I decided to take myself to see Suffragette as a Halloween treat and I am so glad that I did. The film (written by Abi Morgan & directed by Sarah Gavron) follows the story of a group of working class women that become involved in the suffragette movement. It centres on Maud Watts (Carey Mulligan) who works in punishing conditions in an industrial laundrette where working conditions are bleak and sexual harassment is rife. When she becomes acquainted with Violet Miller (Anne-Marie Duff), Maud becomes drawn into the movement, with heartbreaking consequences.
The film does take a while to get started, although this does mean that you get well-immersed into the working class world that Maud lives in, with her husband (my boyfriend Ben Whishaw) and son (an adorable Adam Michael Dodd). Plus, when it gets going, it really gets going. The suffragettes are regularly taught in school, and so most people are aware of force-feeding tactics, police brutality and the death of Emily Wilding Davison. However, it’s something completely different to see those events depicted on screen; the final event is the films climax and is just brilliantly done (and I spent that entire sequence somehow wishing that history was different). It’s also wonderfully acted; Mulligan is always a good screen presence, Anne-Marie Duff is great and performances by Helena Bonham-Carter as a female chemist and Romola Garai as a middle-class recruiter are also really wonderful (Meryl Streep as Emmeline Pankhurst pops up for all of five minutes). When it ended, I definitely just felt incredibly grateful that these women did so much and risked so much in order that women today can vote, and women like me can study & work in politics.

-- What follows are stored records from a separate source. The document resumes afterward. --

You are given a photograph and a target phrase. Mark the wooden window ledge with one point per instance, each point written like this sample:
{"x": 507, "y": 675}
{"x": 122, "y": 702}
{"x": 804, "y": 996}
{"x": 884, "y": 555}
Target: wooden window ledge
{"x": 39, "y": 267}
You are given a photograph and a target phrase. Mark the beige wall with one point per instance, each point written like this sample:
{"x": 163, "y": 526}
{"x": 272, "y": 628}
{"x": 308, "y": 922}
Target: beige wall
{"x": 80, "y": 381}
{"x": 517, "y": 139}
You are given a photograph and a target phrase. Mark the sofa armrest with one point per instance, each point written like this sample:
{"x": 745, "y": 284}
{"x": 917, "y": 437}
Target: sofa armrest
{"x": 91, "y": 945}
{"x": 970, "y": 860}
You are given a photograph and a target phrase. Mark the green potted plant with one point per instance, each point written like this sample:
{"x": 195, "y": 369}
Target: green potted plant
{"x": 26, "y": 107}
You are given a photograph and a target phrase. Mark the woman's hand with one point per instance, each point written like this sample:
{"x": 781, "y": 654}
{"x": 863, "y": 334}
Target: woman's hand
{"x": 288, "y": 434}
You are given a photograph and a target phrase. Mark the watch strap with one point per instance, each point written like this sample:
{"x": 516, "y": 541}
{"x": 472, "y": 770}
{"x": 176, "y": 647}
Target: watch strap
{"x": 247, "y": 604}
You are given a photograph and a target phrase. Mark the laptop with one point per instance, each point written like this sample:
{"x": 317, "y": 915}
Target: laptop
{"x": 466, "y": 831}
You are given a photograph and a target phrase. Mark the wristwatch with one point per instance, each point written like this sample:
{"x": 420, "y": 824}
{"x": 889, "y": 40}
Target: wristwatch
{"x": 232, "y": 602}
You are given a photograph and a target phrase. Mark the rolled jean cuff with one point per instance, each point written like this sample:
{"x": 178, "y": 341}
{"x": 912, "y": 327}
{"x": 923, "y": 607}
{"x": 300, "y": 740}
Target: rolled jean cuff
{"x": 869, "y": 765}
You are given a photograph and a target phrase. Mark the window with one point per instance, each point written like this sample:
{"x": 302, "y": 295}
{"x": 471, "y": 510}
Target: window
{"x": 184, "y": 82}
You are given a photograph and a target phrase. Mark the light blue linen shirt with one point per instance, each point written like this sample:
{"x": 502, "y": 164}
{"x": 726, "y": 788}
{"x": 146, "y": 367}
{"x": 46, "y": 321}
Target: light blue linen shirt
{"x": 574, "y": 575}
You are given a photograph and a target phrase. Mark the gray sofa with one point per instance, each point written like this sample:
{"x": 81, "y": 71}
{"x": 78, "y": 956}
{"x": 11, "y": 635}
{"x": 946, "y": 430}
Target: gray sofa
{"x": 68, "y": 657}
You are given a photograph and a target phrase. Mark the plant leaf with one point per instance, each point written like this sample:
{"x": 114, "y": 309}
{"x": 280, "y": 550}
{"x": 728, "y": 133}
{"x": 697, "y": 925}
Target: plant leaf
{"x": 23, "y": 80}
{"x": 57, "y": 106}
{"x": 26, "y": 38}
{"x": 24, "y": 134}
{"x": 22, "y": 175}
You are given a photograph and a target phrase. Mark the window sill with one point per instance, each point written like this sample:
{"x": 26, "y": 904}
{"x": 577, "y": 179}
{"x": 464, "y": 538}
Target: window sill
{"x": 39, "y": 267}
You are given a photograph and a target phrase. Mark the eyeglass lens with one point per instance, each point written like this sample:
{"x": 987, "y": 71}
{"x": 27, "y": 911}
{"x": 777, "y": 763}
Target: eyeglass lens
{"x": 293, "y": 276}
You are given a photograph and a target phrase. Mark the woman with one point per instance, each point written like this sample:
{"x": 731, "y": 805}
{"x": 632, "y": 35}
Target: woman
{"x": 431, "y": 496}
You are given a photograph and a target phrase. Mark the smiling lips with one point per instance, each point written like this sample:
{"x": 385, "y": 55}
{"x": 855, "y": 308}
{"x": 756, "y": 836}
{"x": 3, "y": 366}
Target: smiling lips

But what really stuck with me is the moment in the film when the lead police inspector (Brendan Gleeson) says to Maud that people would never listen to people like her, because what she has to say just doesn’t matter. The idea that the suffragettes were just somehow above their station, and just needed to shut up, is something that permeates the film…and still feels painfully familiar today.
This issue seems to have come to a head in the past week, when in the wake of the Tampon Tax debate, Philip Davies (an MP whose previous achievements include claiming that gay marriage is discriminatory to straight people) stated that he wanted an International Men’s Day debate in the Commons to look at the issues that affect men. Jess Phillips dismissed this idea, stating that until women have equity in parliament there’s really no need to have a specific debate on men. Regardless of the fact that it seems that important issues such as a male suicide and male domestic violence are only ever bought to the fore when women try and talk about anything to do with them-the response to Phillips suggesting that such a debate is unnecessary has been pretty grim.
(a fun sample)
The suffragettes were incredible women who help enfranchise millions to vote, yet for many the fight for women’s rights seems to have begun and ended with them. Whenever any woman suggests that things could be in any way better, the response is usually that they should be grateful for what they have in comparison to women living elsewhere and, as suggested above, if they’re not happy to be quiet they should be violently made to be. It’s a shame that whilst we have come so far from the events in the film; in terms of women having the vote and being able to have a say in how their children are raised, and yet some people’s attitudes are still very 19th century.